Nicht nur Ugandas diktatorischer Staatspräsident Idi Amin wirkt in dem Film geradezu grotesk überzeichnet und erinnert an die Darstellung von Afrikanern in Tintin au Congo. Die Revolutionäre Wilfried „Boni“ Böse (Daniel Brühl) und Brigitte Kuhlmann (Rosamund Pike) wirken wie naive, fanatische Kinder, die nicht wissen, wieso sie sich eigentlich den revolutionären Zellen angeschlossen haben. Kuhlmann rennt meist mit irrem Blick durch den Gang der entführten Air-France-Maschine, schluckt Pillen und versichert sich selbstgewiss, während sie ihren Kumpan Boni als Flasche beschimpft: „Ich bin Revolutionärin“. Als am Flughafen in Entebbe die jüdischen Passagiere von den anderen getrennt werden (eine Szene, die natürlich Assoziationen an die Selektionen in Konzentrationslagern während der NS-Zeit weckt), sind Kuhlmann und Böse überrascht. „Ich bin doch kein Nazi“, sagt Böse, bevor er sich auf die Forderungen der zwei Mit-Entführer, zwei palästinensischen Angehörigen der Volksfront zur Befreiung Palästinas, einlässt.
Derart platte Dialoge und hanebüchene Aussagen ziehen sich durch den Film wie ein roter Faden.
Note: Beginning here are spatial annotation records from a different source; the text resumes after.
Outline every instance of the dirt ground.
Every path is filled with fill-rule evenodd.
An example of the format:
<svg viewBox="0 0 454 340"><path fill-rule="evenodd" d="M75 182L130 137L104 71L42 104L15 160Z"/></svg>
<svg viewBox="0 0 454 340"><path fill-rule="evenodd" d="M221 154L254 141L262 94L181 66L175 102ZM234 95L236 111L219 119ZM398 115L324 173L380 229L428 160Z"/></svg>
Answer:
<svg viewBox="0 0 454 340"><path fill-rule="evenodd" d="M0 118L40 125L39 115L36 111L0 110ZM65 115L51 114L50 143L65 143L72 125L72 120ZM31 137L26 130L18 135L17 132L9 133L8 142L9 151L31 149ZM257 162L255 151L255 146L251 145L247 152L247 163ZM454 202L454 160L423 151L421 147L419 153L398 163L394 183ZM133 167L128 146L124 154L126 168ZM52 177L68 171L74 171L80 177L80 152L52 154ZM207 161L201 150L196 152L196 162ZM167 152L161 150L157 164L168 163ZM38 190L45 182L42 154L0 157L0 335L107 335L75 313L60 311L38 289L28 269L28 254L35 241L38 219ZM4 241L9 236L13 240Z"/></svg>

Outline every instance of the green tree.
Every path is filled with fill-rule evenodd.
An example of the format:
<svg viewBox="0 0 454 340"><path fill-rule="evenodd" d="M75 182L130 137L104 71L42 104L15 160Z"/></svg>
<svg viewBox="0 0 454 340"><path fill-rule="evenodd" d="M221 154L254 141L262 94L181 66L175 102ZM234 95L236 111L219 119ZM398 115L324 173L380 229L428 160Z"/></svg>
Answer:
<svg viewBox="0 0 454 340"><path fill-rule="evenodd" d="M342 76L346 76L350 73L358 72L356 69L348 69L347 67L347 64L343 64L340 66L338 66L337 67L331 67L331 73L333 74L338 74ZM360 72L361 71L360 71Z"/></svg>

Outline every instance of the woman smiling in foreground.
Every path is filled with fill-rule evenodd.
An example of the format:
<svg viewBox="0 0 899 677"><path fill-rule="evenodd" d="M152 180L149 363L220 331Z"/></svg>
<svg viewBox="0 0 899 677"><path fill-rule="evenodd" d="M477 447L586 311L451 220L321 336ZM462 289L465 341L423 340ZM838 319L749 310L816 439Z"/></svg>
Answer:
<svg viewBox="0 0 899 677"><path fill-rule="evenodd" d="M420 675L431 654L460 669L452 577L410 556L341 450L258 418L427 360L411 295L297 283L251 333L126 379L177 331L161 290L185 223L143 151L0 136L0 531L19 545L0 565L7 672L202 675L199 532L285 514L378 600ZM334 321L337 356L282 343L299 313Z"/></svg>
So sagt Daniel Brühl als Wilfried Böse aka Boni „Die Araber“ seien „ein sozialistisches Volk“, und ein junger Soldat der israelischen Eliteeinheit, der Teil der „Operation Entebbe“ sein wird, versichert seiner Freundin, Tänzerin in Ohad Naharins Tanz ensemble: „Ich kämpfe, damit du tanzen kannst.“ Während Israels Kabinett emsig hinter den Kulissen verhandelt, monologisiert Lior Ashkenazi (Hauptdarsteller in dem preisgekrönten Film Foxtrot und der einzige souveräne Schauspieler in Padilhas Action-Thriller) in der Rolle des Premierministers Yitzhak Rabin: „Wenn wir nicht verhandeln, wird dieser Konflikt nie aufhören.“
Abgesehen davon bemüht sich der Film nervig um Ausgewogenheit in einem Konflikt, der einer Parteinahme bedarf, der sich ja letztlich auch Padilha nicht entzieht. Seine pädagogische Message: Jede Figur in dem überfrachteten Drama hat Gründe für ihr Handeln, will zeigen, dass die Figuren nicht eindimensional gut oder böse sind, sondern dass sie alle irgendwelche (persönlichen) Motive haben. Kurze Rückblenden, in denen die beiden deutschen Revoluzzer in einem palästinensischen Trainingscamp gezeigt werden und beim Planen der Flugzeugentführung in einer verstaubten Buchhandlung, müssen als Erklärung dafür ausreichen, dass sich die behüteten Bürgerkinder der RAF anschlossen. Fanatismus als Selbstweck und Protesthaltung und sowas halt. Kein differenzierter Blick auf die 68er Bewegung, deren anti-israelische Haltung – wiederentfacht durch den Sechstagekrieg – sich bis heute beständig in weiten Teilen der „Linken“ hält, sich allerdings wohl kaum in 100 Minuten erklären lässt und keinerlei Bezug zu aktuellem Terrorismus und seinen Wurzeln. 7 Tage in Entebbe macht es damit gerade vermeintlichen Weltverbesserern wieder einmal einfach, Israel zu dämonisieren. Und Naharins Choreografie verstärkt, eingebettet in den martialischen Kontext einer Militäroperation, leider das Klischee eines Volks religiöser Fanatiker. Der Film dürfte den kritischen Dialog damit wohl kaum befördern, sondern die Fronten nur noch vertiefen.